Category Savings

When saving money, it’s seemingly easy for us to go cold-turkey on all things that bring us a sense of joy in life. But what I have found is that this technique can be challenging to carry out successfully. In this blog, I outline three tactics to utilize cutting costs without actually feeling it.

Surprise, surprise: the tactic at the top of the list is operating off of a budget.

Using a Plan to Spend will ensure you know how much you are spending and in what categories. For many people, simply having this in place will end up saving you money. If you don’t know what you’re spending, you won’t know where to cut costs. 

My focus here is not to diminish your quality of life. (That is unless you have large amounts of debt to pay off or have recently experienced a job loss or financial setback that requires you to downsize.) I recommend that you look objectively at your finances and subjectively at yourself to see what aspects of your lifestyle matter most to you.

Building and maintaining a Plan to Spend will show you where you allocate the majority of your funds and then allows you to evaluate whether those specific budget line items truly add value to you. A book called Your Money or Your Life goes into this in-depth, looking at your life energy and whether the aspects you are purchasing return the amount of enjoyment that it cost you in life energy to produce the resources to buy that good or service. 

The second step in the process is to review your Plan to Spend and rate the value of each line item on a scale from 1-5:

  • Absolutely necessary (i.e. utilities)
  • Somewhat necessary (i.e. cable)
  • Undecided (i.e. phone insurance)
  • Somewhat unnecessary (i.e. morning coffee run)
  • Absolutely unnecessary (i.e. subscription)

You should drop everything below the undecided line unless it is a nominal cost that adds a lot of value to your life. You can choose whether undecided line items stay or go.

Once this process is complete, you will want to review your behaviors in what you have deemed necessary.

You will be looking for easy trade-offs. For example, I decided to stop drinking soda a number of years ago, but I remember conveniently adding it back in at some point. I then decided to swap it out for something less impactful to my diet: iced tea. Now, while this started as sweet tea, it was a slightly better alternative nonetheless. From that point, I slowly moved to less and less sweet tea. 

I decided to do something similar again a few years ago when I dropped coffee.

Knowing what I experienced when I gave up soda, I replaced coffee with hot tea during my morning routine. Once I started drinking tea in the mornings, I would enjoy it similarly to how I drank my coffee: with cream and sugar. I think many people end up not changing their behaviors because they don’t have something different to apply the habit to, so they never actually replace the habit or remove it altogether.

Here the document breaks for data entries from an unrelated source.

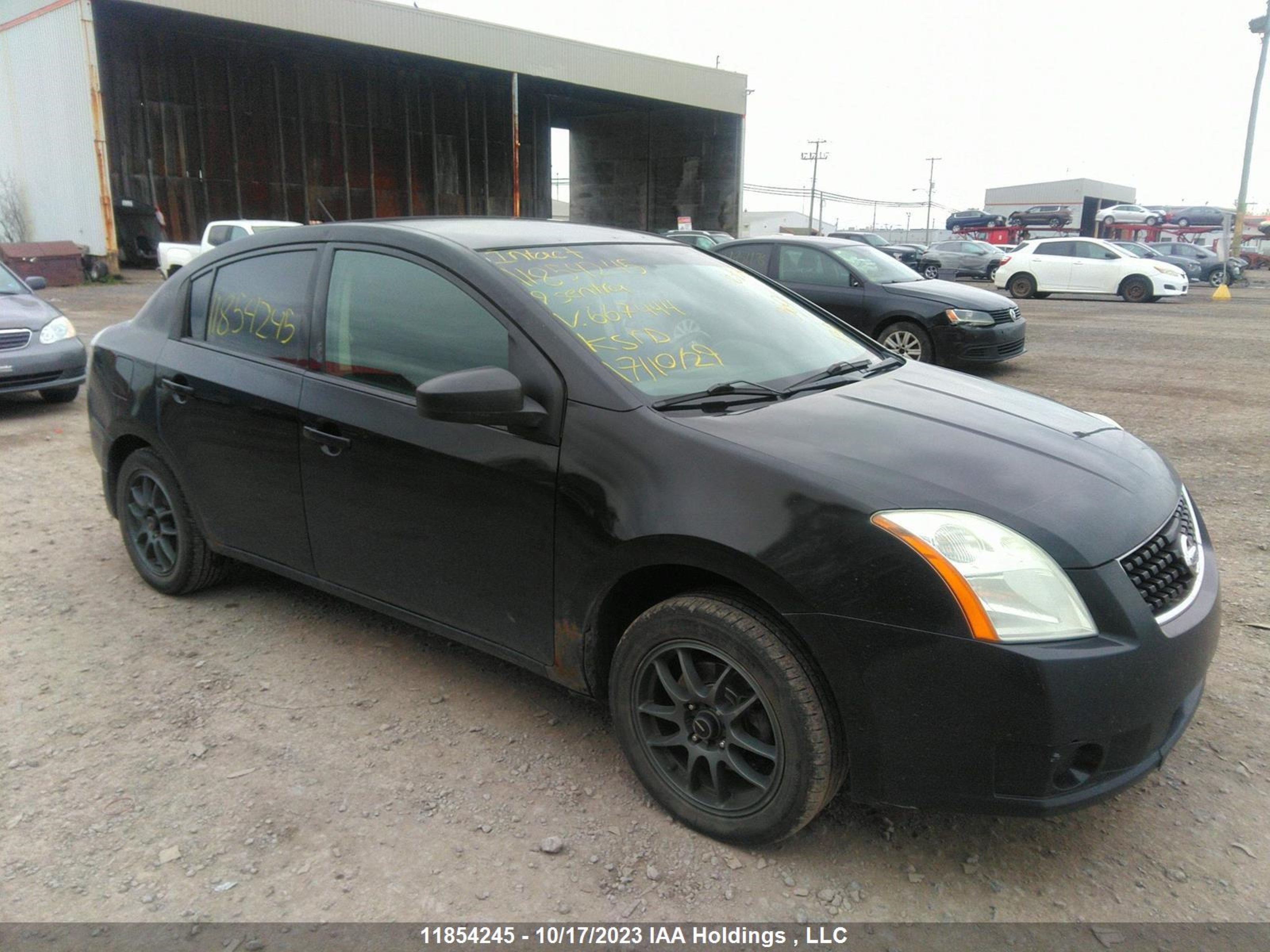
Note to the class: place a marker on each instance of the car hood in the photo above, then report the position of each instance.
(924, 437)
(25, 311)
(948, 292)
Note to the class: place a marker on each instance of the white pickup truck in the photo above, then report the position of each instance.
(173, 257)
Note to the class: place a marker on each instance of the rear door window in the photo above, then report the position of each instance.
(751, 255)
(394, 324)
(261, 306)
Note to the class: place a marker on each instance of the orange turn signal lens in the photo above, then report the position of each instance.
(976, 616)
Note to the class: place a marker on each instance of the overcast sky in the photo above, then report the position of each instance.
(1146, 93)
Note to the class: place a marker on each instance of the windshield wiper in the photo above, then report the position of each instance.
(738, 388)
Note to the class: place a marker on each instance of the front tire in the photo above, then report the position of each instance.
(59, 397)
(723, 720)
(907, 340)
(1136, 291)
(1023, 286)
(165, 545)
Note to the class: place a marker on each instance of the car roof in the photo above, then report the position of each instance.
(481, 233)
(818, 240)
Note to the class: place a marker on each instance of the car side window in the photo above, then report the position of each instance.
(750, 255)
(200, 303)
(1060, 249)
(395, 324)
(808, 266)
(260, 306)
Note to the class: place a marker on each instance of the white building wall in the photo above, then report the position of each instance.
(48, 139)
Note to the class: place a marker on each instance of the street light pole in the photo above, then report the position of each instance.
(1262, 25)
(814, 157)
(930, 191)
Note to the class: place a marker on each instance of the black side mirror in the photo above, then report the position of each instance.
(486, 395)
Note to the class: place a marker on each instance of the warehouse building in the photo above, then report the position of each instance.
(1083, 197)
(317, 109)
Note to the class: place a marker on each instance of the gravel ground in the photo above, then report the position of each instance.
(268, 753)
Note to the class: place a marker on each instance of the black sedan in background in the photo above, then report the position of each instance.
(38, 348)
(934, 322)
(658, 479)
(964, 258)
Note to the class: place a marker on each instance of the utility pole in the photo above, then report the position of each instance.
(930, 191)
(1262, 25)
(814, 157)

Much like with personal finance, you may feel deprived if you cut out a certain behavior instead of replacing that behavior with a healthier choice. This could simply be ordering water when you eat out, but only when you eat out.

A better alternative will make all the difference.

To reiterate, these steps are:

  1. Building and maintaining a Plan to Spend
  2. Cutting costs on behaviors that don’t actually bring you any value
  3. Replacing behaviors that do bring you value with even better alternatives

CTA: My call to action comes down to building a Plan to Spend. This is the most important component. A Plan to Spend allows you to know where you are.